Karadzic told the court how the ITN journalists abused his hospitality. He said, “We brought them on our own plane after the London conference.  We brought them there, and we allowed them to go wherever they wanted to go.”

 

Speaking of the shelling of the Markale market in Sarajevo Karadzic said, “We are going to prove in this courtroom that Serbs never did this.” And as a sample of the evidence he intends to present he read a quote from former British Foreign Secretary David Owen which said, “The position from which this shell was launched is located one and a half kilometer deep into the Muslim-held territory, measured from the demarcation line which separates this territory from the Army of Republika Srpska.”

 

Karadzic intends to prove that the shell that hit the Markale Market in Sarajevo was fired by the Muslims against their own civilians.
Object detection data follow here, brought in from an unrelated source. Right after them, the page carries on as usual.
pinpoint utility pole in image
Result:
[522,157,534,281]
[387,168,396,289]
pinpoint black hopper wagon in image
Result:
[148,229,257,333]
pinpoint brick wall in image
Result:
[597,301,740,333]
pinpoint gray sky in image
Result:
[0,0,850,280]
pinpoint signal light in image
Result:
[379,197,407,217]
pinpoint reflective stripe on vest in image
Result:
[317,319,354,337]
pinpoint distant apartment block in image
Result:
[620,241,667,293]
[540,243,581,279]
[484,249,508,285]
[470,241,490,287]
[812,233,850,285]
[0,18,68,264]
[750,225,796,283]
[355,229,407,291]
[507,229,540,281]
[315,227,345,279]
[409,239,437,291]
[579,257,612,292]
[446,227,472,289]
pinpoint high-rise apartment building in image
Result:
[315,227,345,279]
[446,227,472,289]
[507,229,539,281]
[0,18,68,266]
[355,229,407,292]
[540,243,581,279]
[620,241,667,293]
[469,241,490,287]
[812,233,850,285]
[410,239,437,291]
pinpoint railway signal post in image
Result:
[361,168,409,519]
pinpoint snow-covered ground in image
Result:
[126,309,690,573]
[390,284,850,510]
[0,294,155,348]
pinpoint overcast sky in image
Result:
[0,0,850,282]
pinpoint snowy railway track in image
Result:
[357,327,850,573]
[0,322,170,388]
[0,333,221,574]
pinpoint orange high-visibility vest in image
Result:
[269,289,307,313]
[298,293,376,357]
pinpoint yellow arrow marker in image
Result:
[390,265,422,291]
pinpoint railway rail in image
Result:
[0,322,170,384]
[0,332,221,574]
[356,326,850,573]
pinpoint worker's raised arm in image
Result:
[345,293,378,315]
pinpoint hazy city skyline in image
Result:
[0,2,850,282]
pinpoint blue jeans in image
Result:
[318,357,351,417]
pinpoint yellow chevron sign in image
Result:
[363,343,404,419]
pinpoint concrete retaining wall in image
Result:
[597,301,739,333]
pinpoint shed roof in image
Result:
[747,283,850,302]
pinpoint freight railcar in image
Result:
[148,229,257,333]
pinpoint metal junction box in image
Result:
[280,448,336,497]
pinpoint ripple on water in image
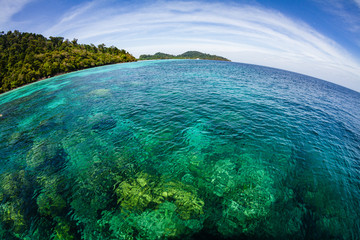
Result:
[0,60,360,239]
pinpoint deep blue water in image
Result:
[0,60,360,239]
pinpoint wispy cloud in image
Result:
[0,0,33,26]
[313,0,360,32]
[47,0,360,91]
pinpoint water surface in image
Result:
[0,60,360,239]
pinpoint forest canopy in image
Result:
[0,31,136,93]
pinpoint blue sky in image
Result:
[0,0,360,91]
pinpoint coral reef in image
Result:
[115,172,204,220]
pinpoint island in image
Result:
[139,51,230,62]
[0,30,136,93]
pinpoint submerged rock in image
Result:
[91,116,116,131]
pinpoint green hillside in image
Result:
[139,51,230,61]
[0,31,136,93]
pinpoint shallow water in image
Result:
[0,60,360,239]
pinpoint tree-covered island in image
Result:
[0,31,136,93]
[139,51,230,61]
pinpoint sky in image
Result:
[0,0,360,92]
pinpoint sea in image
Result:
[0,60,360,240]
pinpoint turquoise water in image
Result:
[0,60,360,239]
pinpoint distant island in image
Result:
[139,51,230,62]
[0,31,136,93]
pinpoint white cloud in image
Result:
[47,1,360,91]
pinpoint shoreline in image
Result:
[0,60,139,96]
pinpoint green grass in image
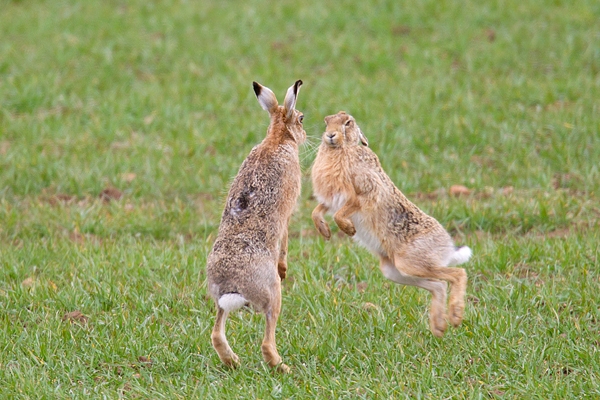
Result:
[0,0,600,399]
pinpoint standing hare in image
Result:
[312,111,471,337]
[207,80,306,372]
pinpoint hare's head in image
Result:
[323,111,369,147]
[252,80,306,144]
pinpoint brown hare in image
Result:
[207,80,306,372]
[312,111,471,337]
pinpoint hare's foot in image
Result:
[448,295,465,327]
[335,219,356,236]
[429,307,448,337]
[219,352,240,368]
[212,335,240,368]
[277,363,292,374]
[277,260,287,280]
[261,343,290,374]
[448,268,467,327]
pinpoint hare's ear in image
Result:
[283,80,302,119]
[358,128,369,147]
[252,82,279,114]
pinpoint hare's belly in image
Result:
[350,212,386,256]
[317,194,346,215]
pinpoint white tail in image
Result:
[448,246,473,267]
[218,293,248,312]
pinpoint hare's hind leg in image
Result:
[277,227,290,280]
[311,203,331,240]
[211,306,240,367]
[379,257,447,337]
[261,288,290,373]
[394,254,467,327]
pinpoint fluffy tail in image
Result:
[217,293,248,312]
[448,246,473,267]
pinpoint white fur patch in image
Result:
[448,246,473,267]
[350,212,385,255]
[218,293,248,312]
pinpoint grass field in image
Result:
[0,0,600,399]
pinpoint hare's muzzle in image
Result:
[323,131,338,147]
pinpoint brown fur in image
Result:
[207,81,306,372]
[312,111,470,336]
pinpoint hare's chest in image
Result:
[350,211,386,256]
[315,193,346,215]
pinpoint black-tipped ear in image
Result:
[252,82,279,114]
[358,128,369,147]
[294,79,302,96]
[283,79,302,119]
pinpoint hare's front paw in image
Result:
[338,221,356,236]
[277,363,292,374]
[315,220,331,240]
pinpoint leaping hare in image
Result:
[312,111,471,337]
[207,80,306,372]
According to Karadzic, “Markale [was a call for] for foreign intervention” the goal was to bring NATO into the war against the Bosnian-Serbs.

 

If it was a ruse it worked. Two days after the attack on the Markale market NATO warplanes launched a massive saturation bombing campaign against the Bosnian-Serbs which, at the time, was the largest military campaign in NATO’s history.

 

Karadzic continued his opening statement on the 2nd of March.